Crime Library: Criminal Minds and Methods

Carlos Marcello: Big Daddy In The Big Easy

In the Heart of Texas

"It is as if we all stood in a bad dream, watching the hand of fate write out one of the blackest chapters in our history."

- Dallas Star-Telegram.

President & Mrs. Kennedy (AP)
President & Mrs. Kennedy
(AP)

The only incontrovertible fact is that at 12.29 p.m. on Friday, November 22, 1963, on Elm Street in downtown Dallas, Texas, President John F. Kennedy was shot and killed. Beyond that is myth and mystery. Lee Harvey Oswald is presented to history as the lone gunman. And yet.

His supposed weapon and all the bullets do not match. The rifle, allegedly the murder weapon, is a cheap, mail order, antiquated bolt-action firearm of a dubious quality. It is fired consequentially at impossible speeds, with unbelievable accuracy by a man known to be a mediocre marksman. Bullets perform impossible, almost magical rites of passage across an air space at times blocked and obscured by trees. The wounds of the president present a confusing pathological mystery.

The killing of the president signals the beginning of one of the greatest mysteries of the twentieth century, perhaps of all times. Everyone knows exactly where he was and what he was doing at that exact moment. I was driving my car, north through the English countryside heading home after a business trip, and had just switched on the car radio as the announcement came over the airwaves. I was passing a road sign to a city called Biggleswade. My wife, six months pregnant with our first child, was watching television as she did the family ironing. She put the iron down and cried her eyes out. It was the end of innocence for us. In the years to come, of course, we all would learn that we were mourning a myth. The "Court of Camelot" was more of tarnished brass than burnished gold.
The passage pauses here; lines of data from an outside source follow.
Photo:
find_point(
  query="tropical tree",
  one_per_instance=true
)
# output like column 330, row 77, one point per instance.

There have been over 2000 books written about the assassination of the president. Thousands of documents, reports, newspapers and magazine articles have agonized over the death of this one man. There have been six major government investigations: The Warren Report, the Warren Commission, the House Select Committee on Assassinations, the President's Commission on the Assassination of President John F. Kennedy, the Church Committee and the CIA. Papers on the assassination of President John F. Kennedy comprise over sixty volumes of documents. Hundreds of millions of words, trying to make sense out of an event that seems at times, without sense.
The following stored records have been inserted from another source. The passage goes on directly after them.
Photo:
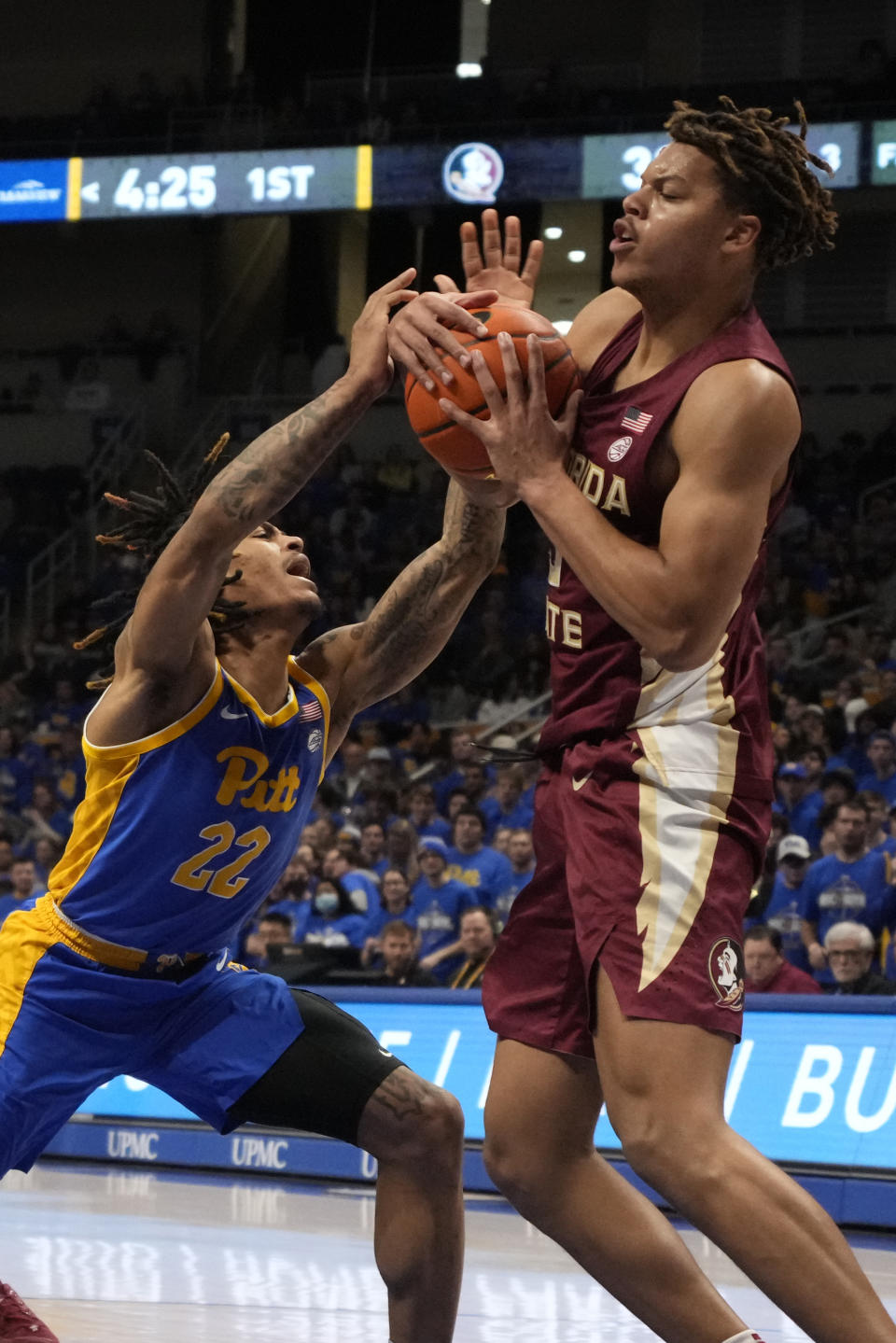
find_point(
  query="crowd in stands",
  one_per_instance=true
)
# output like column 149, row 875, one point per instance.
column 156, row 113
column 419, row 841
The evidence appears overwhelming: Lee Harvey Oswald was not, and could not have been the lone killer. Whether the act of violence originated with the [Mafia] or the CIA, or both, the disturbing legacy of Elm Street is not just who pulled the trigger, or triggers. No matter how important this is, a greater mystery is the likelihood that for almost forty years, there has been a curtain drawn to conceal the true nature of the murder of John F. Kennedy. There has been an immense dissimulation of evidence, and a distortion and concealment of facts that hints at some deep and malicious conspiracy to deprive the people of America of the truth.

The last time a president of the United States was assassinated, it occurred in Buffalo-"the Rainbow City"- on September 6, 1901. On that day, a deranged anarchist called Leon Czolosz shot President James A. Garfield twice in the body. The president lingered and finally died eight days later. Nevertheless, there was never any doubt who the killer was or why in fact he carried out his deadly mission. The case was closed and the killer duly executed for murder. There were no loose ends.
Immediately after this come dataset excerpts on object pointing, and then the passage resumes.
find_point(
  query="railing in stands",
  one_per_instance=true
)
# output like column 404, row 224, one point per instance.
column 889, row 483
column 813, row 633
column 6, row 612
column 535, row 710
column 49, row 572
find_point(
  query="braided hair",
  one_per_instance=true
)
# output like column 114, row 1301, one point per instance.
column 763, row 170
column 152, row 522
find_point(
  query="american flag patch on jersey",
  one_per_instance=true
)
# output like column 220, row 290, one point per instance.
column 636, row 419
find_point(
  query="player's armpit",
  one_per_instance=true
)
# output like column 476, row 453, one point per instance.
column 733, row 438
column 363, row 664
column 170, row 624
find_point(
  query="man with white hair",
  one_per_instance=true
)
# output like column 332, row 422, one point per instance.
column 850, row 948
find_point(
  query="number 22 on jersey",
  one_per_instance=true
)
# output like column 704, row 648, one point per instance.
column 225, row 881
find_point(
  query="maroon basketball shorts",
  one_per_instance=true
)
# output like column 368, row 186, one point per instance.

The murder of John Fitzgerald Kennedy is nothing but loose ends.

However, what was not obvious to Americans was apparent to Europeans. Paris Match, the famous French daily newspaper, was reporting in December 1963 "...most likely Kennedy was murdered by the Mafia." The magazine, I'Aurore reported: ".... they must have decided for many months to strike out at the very top — to kill the head of the Kennedy family."

It was not until the summer of 1979, almost sixteen years after the event that the American public were told by the House Assassination Committee that President Kennedy "was probably killed as a result of a conspiracy." It stated that although Oswald may have shot at the president, he was part of a bigger picture; one that could have included Carlos Marcello and Santo Trafficante Jr. They had, the committee found, "the motive, means and opportunity to assassinate President Kennedy." The chief counsel of the committee, Professor Robert Blakey (the man who conceived the RICO section of the 1970 Organized Crime Control Act.) believed that there might have been three gunmen.

The full story about the murder of President Kennedy may never be disclosed. But the links between Oswald, whose uncle and surrogate father, Dutz Murret, worked as a bookie for the Marcello organization, and whose mother, Marguerite, dated members of the Marcello organization. Ruby, his killer, had definite links to the Dallas mob and Carlos Marcello and Santo Trafficante Jr. These links are plain for all looking to search beyond the mists of obfuscation that lie like some evil swamp gas across the plains of history.

Just as the president was shot down in the prime of his life, across town Carlos was sitting yet again in a courthouse, wondering what the jury were going to decide. Was he going, or was he staying?